The StackLayout is required to keep all of the Groups, representing lanes, lined up and directly adjacent to each other in the Y direction.

How many lanes do you envision having, with what range of numbers of nodes and links “swimming” in each lane?

Correct.

Minimum of 12 swimlanes in Y direction, minimum of 5 nodes in each and maximum of 2000 nodes in each.

Try replacing the Group.layout with a TreeLayout to see if everything but the layout works for you. If it does, but it doesn’t when the Group.layout is a LayeredDigraphLayout, then we know the problem is the layout, for which we do not have a good alternative at this time. Perhaps there is a way of using nested grouping and progressive disclosure (expanding groups) that would work for your app.

I will check that now.

Meanwhile, I figured out what is the issue.
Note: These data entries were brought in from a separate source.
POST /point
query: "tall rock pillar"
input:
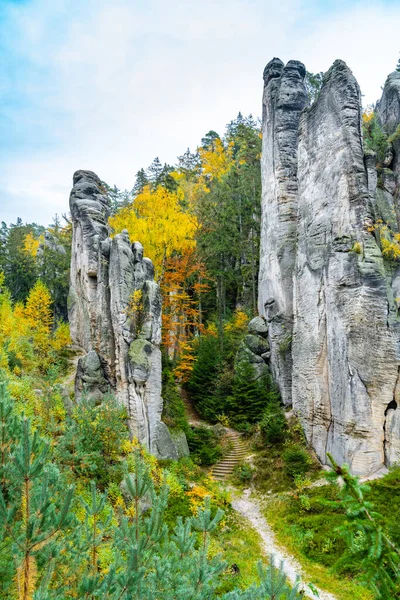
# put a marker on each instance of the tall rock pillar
(115, 316)
(283, 100)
As soon as I comment out ‘go.Link.AvoidsNodes’ and set the routing to ‘go.Link.Normal’, my 10000 links starts loading with out “Page Unresponsive” message.
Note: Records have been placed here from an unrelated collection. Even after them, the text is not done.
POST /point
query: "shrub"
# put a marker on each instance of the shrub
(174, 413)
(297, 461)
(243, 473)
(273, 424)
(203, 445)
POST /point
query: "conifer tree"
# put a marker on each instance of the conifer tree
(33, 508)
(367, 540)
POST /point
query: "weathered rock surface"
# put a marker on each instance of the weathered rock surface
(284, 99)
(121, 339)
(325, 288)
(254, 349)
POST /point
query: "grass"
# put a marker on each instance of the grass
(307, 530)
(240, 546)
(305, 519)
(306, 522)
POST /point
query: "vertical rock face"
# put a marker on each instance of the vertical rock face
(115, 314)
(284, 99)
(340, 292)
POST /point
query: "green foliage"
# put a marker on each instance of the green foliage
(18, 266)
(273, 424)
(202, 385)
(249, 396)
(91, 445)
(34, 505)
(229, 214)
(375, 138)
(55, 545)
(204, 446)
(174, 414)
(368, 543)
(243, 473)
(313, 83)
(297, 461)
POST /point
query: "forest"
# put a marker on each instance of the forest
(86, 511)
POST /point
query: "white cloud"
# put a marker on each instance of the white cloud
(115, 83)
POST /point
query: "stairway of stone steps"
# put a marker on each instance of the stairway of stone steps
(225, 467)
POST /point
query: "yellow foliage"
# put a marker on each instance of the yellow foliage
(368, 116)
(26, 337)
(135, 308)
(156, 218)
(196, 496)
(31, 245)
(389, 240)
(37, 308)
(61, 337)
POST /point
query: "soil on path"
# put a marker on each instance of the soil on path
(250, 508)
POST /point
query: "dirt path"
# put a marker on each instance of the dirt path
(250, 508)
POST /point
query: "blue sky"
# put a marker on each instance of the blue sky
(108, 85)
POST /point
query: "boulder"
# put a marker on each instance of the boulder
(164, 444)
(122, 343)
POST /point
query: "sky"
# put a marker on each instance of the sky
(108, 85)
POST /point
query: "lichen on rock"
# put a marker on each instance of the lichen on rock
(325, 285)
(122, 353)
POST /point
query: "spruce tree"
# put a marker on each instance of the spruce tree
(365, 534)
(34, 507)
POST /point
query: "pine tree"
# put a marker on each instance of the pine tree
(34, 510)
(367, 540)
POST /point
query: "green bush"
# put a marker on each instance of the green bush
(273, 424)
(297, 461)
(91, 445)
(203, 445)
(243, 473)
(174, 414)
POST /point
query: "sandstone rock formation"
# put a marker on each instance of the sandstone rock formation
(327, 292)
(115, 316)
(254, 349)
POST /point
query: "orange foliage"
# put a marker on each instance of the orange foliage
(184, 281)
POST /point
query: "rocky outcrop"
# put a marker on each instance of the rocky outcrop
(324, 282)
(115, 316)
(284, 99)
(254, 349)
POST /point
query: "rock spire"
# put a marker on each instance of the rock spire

But link should not overlap on the nodes as per business requirement.
Now, can you please help me on this? Below you see my link template

var linkTemplate =
$(go.Link,
{
//routing: isAngleView ? go.Link.AvoidsNodes : go.Link.Normal,
routing: go.Link.Normal,
//curve: go.Link.JumpOver,
//reshapable: true,
//resegmentable: true,
relinkableFrom: true,
relinkableTo: true,
fromPortId: “”,
toPortId: “”,
//corner: 5,
//segmentOrientation: go.Link.OrientUpright,
//curviness: 20,
//adjusting: go.Link.Scale,
name: ‘LINK’,
doubleClick: getLinkWindow.bind(this)
}

Thanks for figuring out that that might be the problem. One possibility is not to use routing=AvoidsNodes or curve=JumpOver in the template, but to change to those values after everything has loaded. You can do that in an “InitialLayoutCompleted” DiagramEvent listener.

As soon as I call the below code in “InitialLayoutCompleted” listener, I receive “Page Unresponsive” message. CryCry


myDiagram.links.each(function (l) {
l.routing = go.Link.AvoidsNodes;
});

You might need to set that property in batches in separate timer functions.